Without revisiting the merits of this Marais case, he said the DA was bruised by the Marais axing. “It took nine years to get (the DA) back to where it was. These things do not leave you without scars and damage,” he said, referring to the act of removing a high profile mayor.
Marais was dismissed in October 2001 for – as the DA put it – “his failure of political leadership in Cape Town, not for contravening any code or law.” The Marais debacle ended up with the New National Party withdrawing from the DA and forming city and provincial governments in alliance with the ANC.
But it had to be recalled that the axing of Marais had been swift. It was all carried out within a month, said Leon. “This… started and ended in one month.” But a lot of damage had been done which lingered on.

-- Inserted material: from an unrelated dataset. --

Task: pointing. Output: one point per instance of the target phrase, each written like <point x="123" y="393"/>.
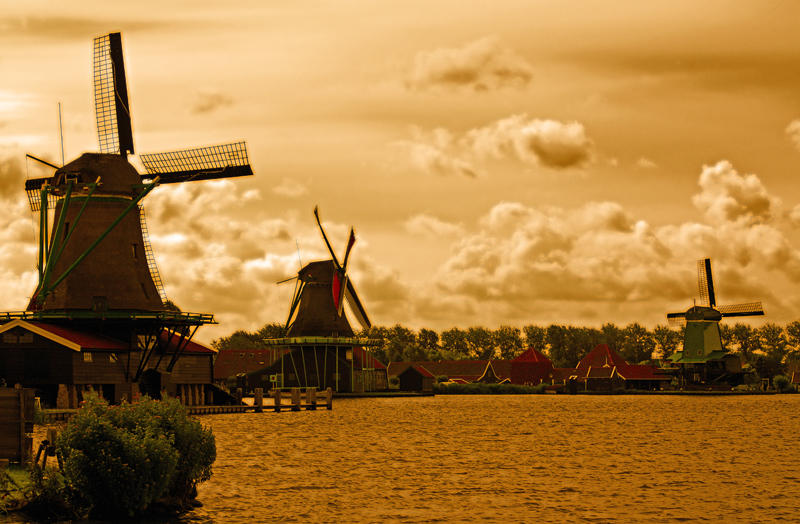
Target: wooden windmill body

He said the problem with the De Lille case was that even to sympathetic supporters of the DA, it was “still unclear” what the grounds are of the case against De Lille. “The facts keep on changing.” he said, noting that the attempt to remove De Lille had taken nine, nearly 10 months.

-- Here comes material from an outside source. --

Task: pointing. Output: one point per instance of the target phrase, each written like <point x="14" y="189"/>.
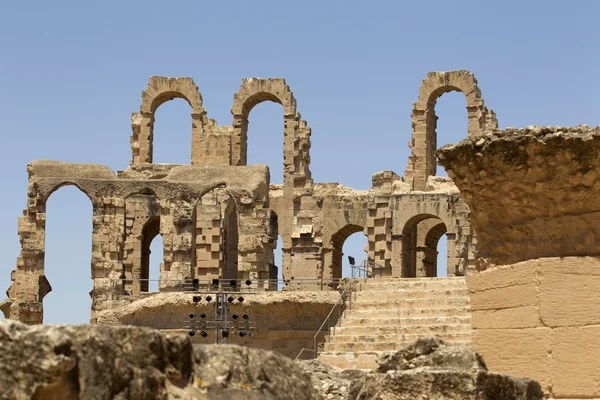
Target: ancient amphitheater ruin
<point x="519" y="210"/>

If one had a strategy one had to stick to it, he had learnt. If she was accused of malfeasance and the city administration had been compromised, that is the accusation that must consistently be pressed. There could not be chopping and changing of the plot.
Pressed on whether he thought the party bosses – including current leader Mmusi Maimane – could “kiss and make up” with De Lille, he said it was unlikely now. If one kissed and made up now – nine months later …“ what does it say about what you have been saying for nine months?” he asked. “It is difficult to see how you go back to that…”
De Lille was back on Monday in the Western Cape High Court to argue against the rescinding of her membership of the DA. In the interim the court ruled that she was back in her post as mayor. De Lille has applied for the court to review the decision to cease her party membership.
TimesLive reported that De Lille was upbeat that she would get to wear her blue DA T-shirt once again.
De Lille was axed as Mayor last month. The DA federal executive chairperson James Selfe, said the mayor’s announcement during an interview with Radio 702 host Eusebius McKaiser that she would “walk away” from the DA once her name was cleared, was grounds for the rescinding of her party membership – and thus she had ceased to be mayor.